The U.S. Citizenship and Immigration Services (USCIS) has released its official numbers for the FY 2026 H1B cap season, and the headline is unmistakable: registrations dropped to ‑their lowest level since the electronic lottery launched in 2020[1]. That contraction, however, is good news for employers playing by the rules—selection odds climbed to roughly one in three.
The Numbers at a Glance
Fiscal Year | Total Registrations | Eligible Registrations | Selected Registrations | Selection Rate* | |
2021 | 274,237 | 269,424 | 124,415 | 45 % | |
2022 | 308,613 | 301,447 | 131,924 | 43 % | |
2023 | 483,927 | 474,421 | 127,600 | 26 % | |
2024 | 780,884 | 758,994 | 188,400 | 24 % | |
2025 | 479,953 | 470,342 | 135,137 | 28 % | |
2026 | 358,737 | 343,981 | 120,141 | 33 % |
*Selection rate is calculated from selected registrations divided by total registrations for the initial lottery.

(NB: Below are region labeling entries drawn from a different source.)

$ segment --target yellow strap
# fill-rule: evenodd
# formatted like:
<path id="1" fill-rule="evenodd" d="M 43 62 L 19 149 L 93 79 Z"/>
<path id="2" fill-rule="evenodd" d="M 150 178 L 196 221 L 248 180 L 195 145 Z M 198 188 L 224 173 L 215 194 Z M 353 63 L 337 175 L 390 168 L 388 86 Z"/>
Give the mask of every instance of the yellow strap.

USCIS also disclosed that FY 2026 saw about 57,600 distinct employers—virtually the same universe as last year’s 52,700—filing on behalf of ≈ 336,000 unique beneficiaries. The average beneficiary appeared in just 1.01 registrations, compared with 1.06 last year and a staggering 2.17, during the fraud plagued peak of FY 2024.
What Drove the 25 % Drop in Filings?
Beneficiary-Centric Lottery Rule: The agency’s final rule, which went into effect last season, gives every beneficiary a single “lottery ticket” regardless of how many employers file for them. That neutralizes the advantage of mass duplicate filings. Only 7,828 multiple registrations survived screening this year—a 98% reduction from FY 2024.
Fraud Investigations and Deterrence: USCIS has continued to deny or revoke petitions tied to invalid attestations, and it openly refers what it perceives as egregious cases to federal prosecutors. The chilling effect is obvious in the data.
Higher Registration Fee: The fee rose from $10 to $215 per beneficiary for FY 2026—a twenty-fold increase that makes speculative or shell filings prohibitively expensive.
Labor Market Realities: Layoffs and slower hiring in tech dampened demand, especially among consulting firms that once blanketed the lottery with registrations.
A Five-Year Trendline
The FY 2024 surge now looks like an outlier—a perfect storm of post-pandemic pent-up demand, loophole driven multiple filings, and rock-bottom costs. Since then, filings have fallen 54%. Yet the population of employers that have filed registrations has barely budged, underscoring that USCIS is shrinking the lottery by squeezing out bad actors, not legitimate businesses.
Why Selection Odds Improved
With only 120,141 selected registrations (118,660 unique beneficiaries) against 343,981 eligible entries, the initial round win rate hit roughly 34%. Compare that with 24% during the FY 2024 frenzy. A one in three chance at a case being selected in the lottery is still a gamble—but it is far better than Vegas odds and markedly more predictable for workforce planning.
Outlook
USCIS shows no appetite for retreat. The beneficiary-centric model is positioned as a permanent fix, and the agency has hinted at rules to tighten end client documentation and onsite inspections. Congress, meanwhile, has revived bipartisan talk of raising the 65,000 statutory cap, but a midterm election year calculus makes quick action unlikely. Employers should assume the current lottery framework—and its improved odds for legitimate registrants—will govern at least the next couple H-1B cap cycles.
FY 2026’s datapoint to a more predictable registration landscape. Demand still outpaces the statutory cap, yet employers who submitted compliant registrations saw their best selection odds in years. Maintaining rigorous documentation and planning early for alternative visa strategies will remain essential as we move toward FY 2027.